Gordon ignored her and continued pressing.

Gordon: She destroyed his entire life, and for what, because he tried to help her?

At this point Donna walked into the bedroom, continuing her bedtime routine as she began to argue with Gordon.

Well, it sounds like you're just going with Joe's version of events, then.

Gordon continued on, sure of his point of view:

Because I think he's telling the truth.

At this point Donna deployed a powerful weapon: the truth about Gordon and Joe's less than rosy past.

Do you remember what kind of partner he is? When you were in business with him last year, all the things that you accused him of?

Gordon didn't have a good answer for that, so he just said:

But this is different.

Sensing an opening, Donna, who was still getting ready for bed, turned up the heat on her attack:

Why? Why is it different now? Now suddenly when I experience the exact same thing you do, Joe is a nice guy? Why is he the victim?

Gordon, for whatever reason, didn't pick up the tone in his wife's voice that said, "back off", continued:

Joe might not be the most trustworthy person in the world, but what Cameron did to him is the most--

Donna interrupted and dropped the first bomb of the evening:

We did it. Giving him the virus--it was our idea, Cameron's and mine.

Gordon, stunned at what Donna just told him, replied:

You knew he was leaving Westgroup. I told you that.

Donna, knowing this was true, just said:

Yeah.

Gordon continued:

Why would he have anything to do with WestNet? He already had one foot in California.

Donna continued:

The truth is, it doesn't matter.

Gordon, who was by now confused by Donna, replied:

What do you mean it--

Donna who had seemed to show a bit of contrition at what the move had cost Joe, now returned to her defensive posture:

He's toxic. You know that as well as I do.

Gordon, surprised, just said "What?" In response, Donna continued with her point:

Last month when you were so worried that someone was stealing your idea, well, that actually happened to me. It wasn't just in my head.

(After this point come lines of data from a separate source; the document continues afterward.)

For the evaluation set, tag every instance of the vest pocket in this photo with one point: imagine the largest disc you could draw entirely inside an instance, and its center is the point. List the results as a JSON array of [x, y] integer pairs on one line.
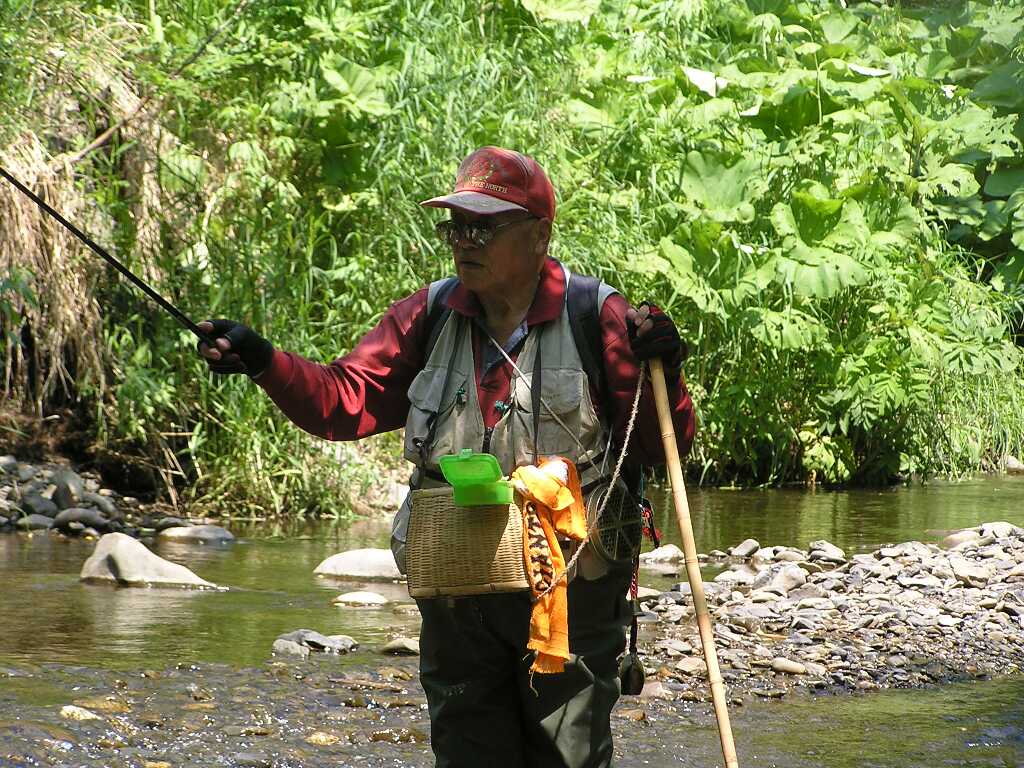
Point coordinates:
[[425, 404], [562, 390]]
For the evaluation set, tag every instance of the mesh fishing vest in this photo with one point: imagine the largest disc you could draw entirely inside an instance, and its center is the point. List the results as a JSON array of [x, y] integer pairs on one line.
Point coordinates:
[[444, 413]]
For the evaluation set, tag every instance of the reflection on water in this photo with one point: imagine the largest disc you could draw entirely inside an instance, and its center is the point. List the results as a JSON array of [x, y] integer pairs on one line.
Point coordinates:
[[49, 615]]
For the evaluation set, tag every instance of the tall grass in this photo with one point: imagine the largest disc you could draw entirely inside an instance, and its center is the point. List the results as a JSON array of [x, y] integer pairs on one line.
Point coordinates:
[[825, 236]]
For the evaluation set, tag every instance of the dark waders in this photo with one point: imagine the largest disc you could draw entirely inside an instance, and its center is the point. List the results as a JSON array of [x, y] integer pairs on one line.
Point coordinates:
[[475, 672]]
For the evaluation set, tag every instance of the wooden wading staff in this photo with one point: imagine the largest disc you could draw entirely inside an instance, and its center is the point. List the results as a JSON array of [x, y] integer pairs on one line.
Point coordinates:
[[692, 567]]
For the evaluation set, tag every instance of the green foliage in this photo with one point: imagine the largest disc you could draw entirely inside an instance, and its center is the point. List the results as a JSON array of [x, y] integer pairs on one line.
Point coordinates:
[[828, 201]]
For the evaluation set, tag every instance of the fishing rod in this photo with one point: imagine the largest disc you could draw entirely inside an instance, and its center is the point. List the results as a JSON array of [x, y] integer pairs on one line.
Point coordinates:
[[175, 312]]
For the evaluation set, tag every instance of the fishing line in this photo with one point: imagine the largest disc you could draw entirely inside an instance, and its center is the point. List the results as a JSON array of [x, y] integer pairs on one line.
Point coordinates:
[[175, 312]]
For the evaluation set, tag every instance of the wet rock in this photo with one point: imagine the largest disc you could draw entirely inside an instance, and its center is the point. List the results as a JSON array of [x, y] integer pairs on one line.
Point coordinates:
[[359, 563], [360, 599], [35, 504], [289, 648], [970, 573], [81, 516], [70, 488], [164, 523], [407, 646], [122, 559], [787, 666], [34, 522], [322, 643], [825, 552], [691, 666], [780, 578], [670, 553], [744, 548], [1001, 530], [80, 714], [251, 760], [197, 535], [102, 503]]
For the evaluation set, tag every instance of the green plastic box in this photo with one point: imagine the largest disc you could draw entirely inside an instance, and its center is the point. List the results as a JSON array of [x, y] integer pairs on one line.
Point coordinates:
[[476, 479]]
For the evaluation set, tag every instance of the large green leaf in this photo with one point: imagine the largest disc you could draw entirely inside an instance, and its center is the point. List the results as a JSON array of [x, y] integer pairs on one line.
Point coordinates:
[[817, 271], [360, 89], [562, 10], [791, 329], [1005, 181], [723, 192]]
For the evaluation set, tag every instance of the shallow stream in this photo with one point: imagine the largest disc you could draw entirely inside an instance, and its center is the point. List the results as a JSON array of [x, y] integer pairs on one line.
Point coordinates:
[[66, 641]]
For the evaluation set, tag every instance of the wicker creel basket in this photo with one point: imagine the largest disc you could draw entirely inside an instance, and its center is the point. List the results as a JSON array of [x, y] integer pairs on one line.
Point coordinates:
[[455, 551]]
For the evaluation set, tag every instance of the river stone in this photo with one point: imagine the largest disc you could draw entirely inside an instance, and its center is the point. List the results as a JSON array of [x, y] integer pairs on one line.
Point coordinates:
[[970, 573], [787, 666], [69, 518], [780, 578], [102, 503], [165, 523], [826, 552], [738, 574], [321, 643], [360, 563], [34, 522], [289, 648], [360, 599], [197, 535], [122, 559], [1001, 530], [35, 504], [744, 548], [670, 553], [70, 488], [691, 666], [402, 646], [71, 712], [961, 537]]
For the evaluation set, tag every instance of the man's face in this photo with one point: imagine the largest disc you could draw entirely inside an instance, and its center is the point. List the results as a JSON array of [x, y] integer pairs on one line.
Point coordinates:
[[513, 256]]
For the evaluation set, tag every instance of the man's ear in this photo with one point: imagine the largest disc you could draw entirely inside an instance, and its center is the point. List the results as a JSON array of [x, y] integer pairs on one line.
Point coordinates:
[[543, 238]]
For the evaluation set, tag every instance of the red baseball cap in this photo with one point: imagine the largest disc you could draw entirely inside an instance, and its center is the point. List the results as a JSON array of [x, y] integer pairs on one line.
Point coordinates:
[[496, 180]]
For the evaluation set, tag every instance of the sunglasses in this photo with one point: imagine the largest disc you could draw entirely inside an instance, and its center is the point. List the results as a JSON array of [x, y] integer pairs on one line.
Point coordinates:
[[476, 233]]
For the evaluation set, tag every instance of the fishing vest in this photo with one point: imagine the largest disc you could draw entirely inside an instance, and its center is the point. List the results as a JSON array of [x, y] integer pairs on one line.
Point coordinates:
[[444, 413]]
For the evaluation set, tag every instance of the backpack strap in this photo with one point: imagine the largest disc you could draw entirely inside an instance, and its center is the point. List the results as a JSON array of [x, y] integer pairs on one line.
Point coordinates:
[[585, 298], [437, 311]]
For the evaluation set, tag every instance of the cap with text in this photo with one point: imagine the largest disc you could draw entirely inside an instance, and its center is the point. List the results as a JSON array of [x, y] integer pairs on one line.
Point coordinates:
[[496, 180]]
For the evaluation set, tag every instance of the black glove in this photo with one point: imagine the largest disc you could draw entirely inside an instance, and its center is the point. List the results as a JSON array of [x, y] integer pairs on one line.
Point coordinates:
[[250, 352], [660, 341]]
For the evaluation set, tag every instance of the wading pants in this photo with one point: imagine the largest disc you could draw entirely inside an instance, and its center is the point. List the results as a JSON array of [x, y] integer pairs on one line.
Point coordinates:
[[475, 672]]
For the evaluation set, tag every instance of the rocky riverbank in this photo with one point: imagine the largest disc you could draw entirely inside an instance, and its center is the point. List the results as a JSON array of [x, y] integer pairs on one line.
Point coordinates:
[[52, 497], [908, 614]]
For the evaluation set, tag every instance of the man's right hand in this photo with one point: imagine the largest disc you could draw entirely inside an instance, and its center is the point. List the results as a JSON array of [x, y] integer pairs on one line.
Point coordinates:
[[238, 348]]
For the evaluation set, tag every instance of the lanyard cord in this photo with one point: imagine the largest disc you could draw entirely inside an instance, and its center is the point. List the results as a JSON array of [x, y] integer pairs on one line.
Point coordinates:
[[614, 474]]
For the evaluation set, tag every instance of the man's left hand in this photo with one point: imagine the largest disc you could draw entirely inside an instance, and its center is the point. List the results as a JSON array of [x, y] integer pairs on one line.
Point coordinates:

Gordon, surprised Donna had the capacity for a killer move like that, replied:

Who are you? It's like I don't even know you anymore. I mean, this entire year--

Sensing an opening to expand this argument beyond Joe and Mutiny, Donna charged ahead:

Who am I? You kept a serious illness from me for nearly two months. Frankly, I don't know how honest you're being with yourself about it considering how out of control you've been.

Stung by that last bit, Gordon got defensive and said:

I am doing my best to deal with this, okay?

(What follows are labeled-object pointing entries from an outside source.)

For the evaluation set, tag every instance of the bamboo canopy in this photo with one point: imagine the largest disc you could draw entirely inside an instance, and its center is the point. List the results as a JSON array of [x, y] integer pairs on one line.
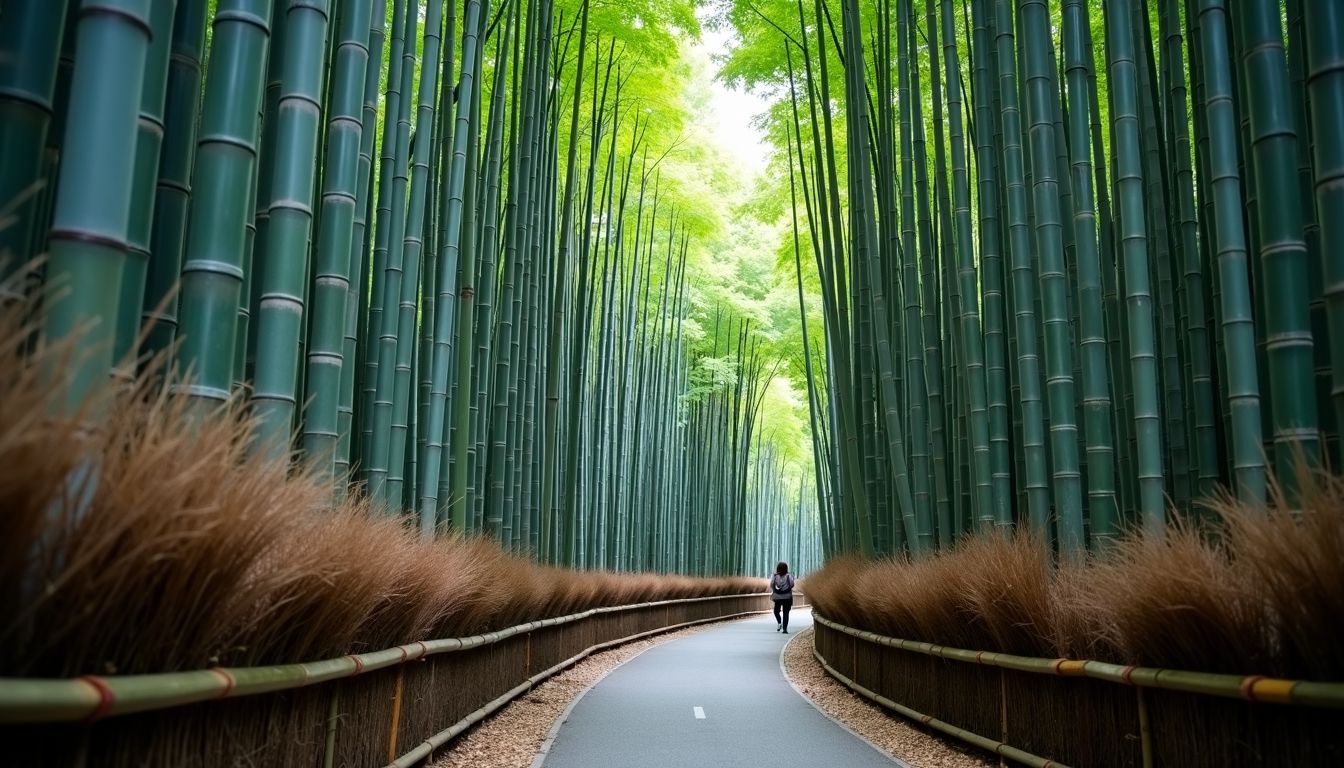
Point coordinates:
[[1062, 265], [448, 254]]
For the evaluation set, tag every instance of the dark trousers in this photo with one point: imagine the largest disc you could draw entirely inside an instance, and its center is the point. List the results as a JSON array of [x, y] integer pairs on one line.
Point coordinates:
[[785, 605]]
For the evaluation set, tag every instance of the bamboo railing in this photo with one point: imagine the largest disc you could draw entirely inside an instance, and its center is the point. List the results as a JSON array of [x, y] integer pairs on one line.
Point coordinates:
[[1067, 712], [359, 709]]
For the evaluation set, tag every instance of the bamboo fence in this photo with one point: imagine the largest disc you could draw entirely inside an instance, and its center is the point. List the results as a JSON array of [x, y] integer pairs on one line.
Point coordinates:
[[394, 706], [1067, 712]]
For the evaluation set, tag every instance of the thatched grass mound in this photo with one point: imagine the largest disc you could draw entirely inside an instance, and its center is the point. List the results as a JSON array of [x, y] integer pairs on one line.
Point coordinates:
[[157, 542], [1249, 591]]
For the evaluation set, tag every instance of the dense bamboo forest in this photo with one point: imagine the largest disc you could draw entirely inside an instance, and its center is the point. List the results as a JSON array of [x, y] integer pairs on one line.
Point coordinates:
[[456, 258], [343, 334], [1073, 258]]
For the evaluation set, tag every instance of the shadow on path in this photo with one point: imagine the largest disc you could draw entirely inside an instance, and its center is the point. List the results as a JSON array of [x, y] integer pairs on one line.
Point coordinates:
[[715, 698]]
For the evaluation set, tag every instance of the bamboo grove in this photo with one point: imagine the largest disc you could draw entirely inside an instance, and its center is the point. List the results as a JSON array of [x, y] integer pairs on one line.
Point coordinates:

Donna, skeptical of her husband, just said:

Oh, yeah.

Gordon started listing off what he was doing to take his illness seriously:

I'm taking the pills, I'm going to group. I'm doing the--

Donna played her next card:

Which you think is a joke.

Gordon, not sure what she was talking about, just replied "What?" Donna continued:

I saw you there making fun of it. You were not even trying.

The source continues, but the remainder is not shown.